Everyone on our board has a different perspective and different point of view intentionally because we want diverse support to ensure that our governance is strong and represents different strengths and expertise. Mike brings his own unique experience. Volunteers of America is a unique LeadingAge member because it provides a range of aging services and more broadly human services.
Given that the field’s workforce has historically been more diverse than other sector’s, what is LeadingAge’s vision for Diversity, Equity and Inclusion (DEI) and the aging services sector?
LeadingAge has a strong commitment to addressing issues of racial injustice, equity and inclusion in our field and for older adults. Addressing these issues has been part of who LeadingAge is as an organization for a longtime. We’re apolitical and really steadfast in building an equitable and inclusive sector.
As we lay out in our Strategic Plan 2021-23, we’re doing a lot of work to strengthen our members’ acumen around DEI issues. We’re working on developing a diverse pipeline for aging services and specifically for the sector’s leadership. The care workforce has historically been black and brown and particularly comprised of women. But the sector’s leadership has been less diverse. So we’re working on initiatives that include a summer enrichment intern program for students. We want to make sure that equity in our sector isn’t just about workers who historically have been people of color, but we also want to make sure equity exists at the executive level.
We’ve also been conducting original research and talking to current leaders of color to better understand the issues related to DEI in the field and to assess that what we’re doing now will ensure that we make a meaningful difference moving forward.
Could you talk about how professionalizing the caregiving workforce will also help to make the field more competitive as far as attracting workers?
Despite the incredible value that direct care professionals bring to older adults and our society, they are simply not valued by our health care system. Care givers traditionally don’t earn high wages, often receive inadequate benefits and have tough working conditions. In many cases, they’re doing extremely labor-intensive jobs.
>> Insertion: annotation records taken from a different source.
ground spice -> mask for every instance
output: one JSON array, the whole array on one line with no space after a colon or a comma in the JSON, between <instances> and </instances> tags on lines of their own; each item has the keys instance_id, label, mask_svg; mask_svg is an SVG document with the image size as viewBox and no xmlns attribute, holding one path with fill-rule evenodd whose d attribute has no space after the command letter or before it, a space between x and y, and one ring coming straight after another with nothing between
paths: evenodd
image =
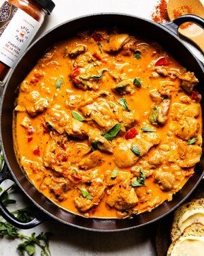
<instances>
[{"instance_id":1,"label":"ground spice","mask_svg":"<svg viewBox=\"0 0 204 256\"><path fill-rule=\"evenodd\" d=\"M159 23L165 23L169 21L167 14L167 3L166 0L159 0L155 10L152 14L154 21Z\"/></svg>"}]
</instances>

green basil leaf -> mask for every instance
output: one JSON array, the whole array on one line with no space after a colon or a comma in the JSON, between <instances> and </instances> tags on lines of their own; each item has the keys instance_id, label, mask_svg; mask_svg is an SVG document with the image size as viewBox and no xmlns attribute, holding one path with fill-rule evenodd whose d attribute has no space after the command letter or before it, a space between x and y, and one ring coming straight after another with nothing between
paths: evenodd
<instances>
[{"instance_id":1,"label":"green basil leaf","mask_svg":"<svg viewBox=\"0 0 204 256\"><path fill-rule=\"evenodd\" d=\"M136 180L133 180L131 184L132 186L146 186L146 174L141 169L139 170L140 177L137 177Z\"/></svg>"},{"instance_id":2,"label":"green basil leaf","mask_svg":"<svg viewBox=\"0 0 204 256\"><path fill-rule=\"evenodd\" d=\"M88 200L92 200L92 197L89 194L89 193L86 190L86 189L84 187L81 188L81 193L84 197L86 197Z\"/></svg>"},{"instance_id":3,"label":"green basil leaf","mask_svg":"<svg viewBox=\"0 0 204 256\"><path fill-rule=\"evenodd\" d=\"M120 99L117 100L118 102L120 104L120 105L122 106L123 109L126 110L127 111L131 111L129 105L127 104L127 102L124 98L121 98Z\"/></svg>"},{"instance_id":4,"label":"green basil leaf","mask_svg":"<svg viewBox=\"0 0 204 256\"><path fill-rule=\"evenodd\" d=\"M102 135L107 140L112 141L117 135L118 132L122 128L122 125L120 124L115 124L107 132L103 132Z\"/></svg>"},{"instance_id":5,"label":"green basil leaf","mask_svg":"<svg viewBox=\"0 0 204 256\"><path fill-rule=\"evenodd\" d=\"M59 89L62 86L63 83L63 79L61 78L58 79L56 81L56 89Z\"/></svg>"},{"instance_id":6,"label":"green basil leaf","mask_svg":"<svg viewBox=\"0 0 204 256\"><path fill-rule=\"evenodd\" d=\"M141 87L141 83L142 83L142 81L141 81L139 77L136 77L133 80L133 85L135 85L135 86L137 86L138 87Z\"/></svg>"},{"instance_id":7,"label":"green basil leaf","mask_svg":"<svg viewBox=\"0 0 204 256\"><path fill-rule=\"evenodd\" d=\"M157 124L157 117L158 115L158 106L154 106L150 113L148 120L152 124Z\"/></svg>"},{"instance_id":8,"label":"green basil leaf","mask_svg":"<svg viewBox=\"0 0 204 256\"><path fill-rule=\"evenodd\" d=\"M140 150L137 146L136 146L136 145L133 146L133 147L131 147L131 150L137 156L140 156Z\"/></svg>"},{"instance_id":9,"label":"green basil leaf","mask_svg":"<svg viewBox=\"0 0 204 256\"><path fill-rule=\"evenodd\" d=\"M83 81L88 81L88 80L90 80L90 79L95 79L95 80L100 80L102 77L102 75L103 75L103 73L105 72L105 71L107 71L108 70L107 68L103 68L103 70L101 70L99 74L97 74L97 75L93 75L93 76L88 76L87 78L84 78L84 77L80 77L80 79L83 80Z\"/></svg>"},{"instance_id":10,"label":"green basil leaf","mask_svg":"<svg viewBox=\"0 0 204 256\"><path fill-rule=\"evenodd\" d=\"M98 150L98 141L93 141L90 143L92 151Z\"/></svg>"},{"instance_id":11,"label":"green basil leaf","mask_svg":"<svg viewBox=\"0 0 204 256\"><path fill-rule=\"evenodd\" d=\"M143 132L156 132L156 130L149 126L144 126L141 128Z\"/></svg>"},{"instance_id":12,"label":"green basil leaf","mask_svg":"<svg viewBox=\"0 0 204 256\"><path fill-rule=\"evenodd\" d=\"M116 168L115 168L114 171L112 172L112 179L115 179L117 177L118 173L118 170Z\"/></svg>"},{"instance_id":13,"label":"green basil leaf","mask_svg":"<svg viewBox=\"0 0 204 256\"><path fill-rule=\"evenodd\" d=\"M85 121L86 119L82 117L82 115L79 113L78 111L75 111L74 110L71 113L72 116L74 119L75 119L78 121L83 122Z\"/></svg>"},{"instance_id":14,"label":"green basil leaf","mask_svg":"<svg viewBox=\"0 0 204 256\"><path fill-rule=\"evenodd\" d=\"M188 145L194 144L197 141L197 138L192 137L192 138L189 139L189 140L188 141Z\"/></svg>"},{"instance_id":15,"label":"green basil leaf","mask_svg":"<svg viewBox=\"0 0 204 256\"><path fill-rule=\"evenodd\" d=\"M139 51L136 51L136 53L135 53L135 58L136 59L141 59L141 53Z\"/></svg>"}]
</instances>

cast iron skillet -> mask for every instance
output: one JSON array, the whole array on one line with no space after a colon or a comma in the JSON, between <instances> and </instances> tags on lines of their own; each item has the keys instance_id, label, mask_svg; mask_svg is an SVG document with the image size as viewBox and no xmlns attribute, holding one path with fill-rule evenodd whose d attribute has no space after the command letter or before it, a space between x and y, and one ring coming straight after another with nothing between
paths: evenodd
<instances>
[{"instance_id":1,"label":"cast iron skillet","mask_svg":"<svg viewBox=\"0 0 204 256\"><path fill-rule=\"evenodd\" d=\"M203 66L177 35L178 27L186 21L192 21L203 28L204 27L204 20L192 15L184 16L172 23L161 25L126 14L92 14L77 18L56 27L29 47L10 76L1 102L1 140L5 165L0 173L0 184L5 179L14 181L33 203L35 217L29 223L22 223L12 216L0 200L0 214L5 219L22 229L33 227L51 217L64 224L87 230L97 231L127 230L144 226L158 220L172 212L190 195L202 178L204 169L204 165L202 163L197 166L194 175L182 190L173 197L171 201L163 203L152 212L145 212L131 219L116 220L86 218L76 216L54 205L31 184L16 161L12 141L12 112L16 87L48 48L56 42L67 39L84 29L116 26L132 33L141 35L158 42L188 70L196 74L200 81L197 89L203 97L204 91L202 87L204 83Z\"/></svg>"}]
</instances>

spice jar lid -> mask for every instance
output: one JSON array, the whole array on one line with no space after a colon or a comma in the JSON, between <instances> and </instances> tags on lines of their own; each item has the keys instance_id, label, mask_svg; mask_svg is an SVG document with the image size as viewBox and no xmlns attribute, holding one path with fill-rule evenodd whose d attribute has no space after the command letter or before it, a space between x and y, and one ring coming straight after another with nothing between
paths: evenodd
<instances>
[{"instance_id":1,"label":"spice jar lid","mask_svg":"<svg viewBox=\"0 0 204 256\"><path fill-rule=\"evenodd\" d=\"M51 14L55 7L55 3L52 0L33 0L33 1L45 9L48 15Z\"/></svg>"}]
</instances>

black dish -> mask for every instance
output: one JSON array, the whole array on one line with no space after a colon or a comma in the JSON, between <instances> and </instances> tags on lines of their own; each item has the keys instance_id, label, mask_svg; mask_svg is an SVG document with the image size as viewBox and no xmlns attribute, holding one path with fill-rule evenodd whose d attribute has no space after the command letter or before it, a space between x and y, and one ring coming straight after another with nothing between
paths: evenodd
<instances>
[{"instance_id":1,"label":"black dish","mask_svg":"<svg viewBox=\"0 0 204 256\"><path fill-rule=\"evenodd\" d=\"M193 21L204 27L203 19L192 15L182 16L164 26L127 14L92 14L77 18L56 27L46 33L29 47L10 76L1 99L1 141L5 165L0 173L0 184L7 178L14 181L35 205L36 216L31 222L22 223L9 213L0 199L0 214L3 218L14 225L22 229L33 227L51 217L65 225L87 230L116 231L131 229L154 222L166 216L183 203L202 178L204 165L201 162L196 167L194 175L181 191L173 197L173 200L163 203L152 212L145 212L131 219L99 219L86 218L63 210L40 194L22 172L13 149L12 113L16 87L48 48L57 41L75 35L78 31L100 27L116 26L126 31L130 31L132 33L141 35L158 42L184 66L196 74L200 81L197 89L203 97L204 89L201 86L204 82L203 66L176 35L178 26L187 21Z\"/></svg>"}]
</instances>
At LeadingAge, we know that professional care givers are at the heart of aging services. Older adults can’t receive the care they need without direct care workers. LeadingAge is trying to imagine what our workforce would look like if we could create the support that would make it more appealing to work in our sector.
We want to provide workers with high-quality, competency-based training and to think about wages that are commensurate with competency levels as well as skilled supervision and good working conditions. We should also think about career pathways and career advancement. This will lead to better jobs and a stronger workforce across the board.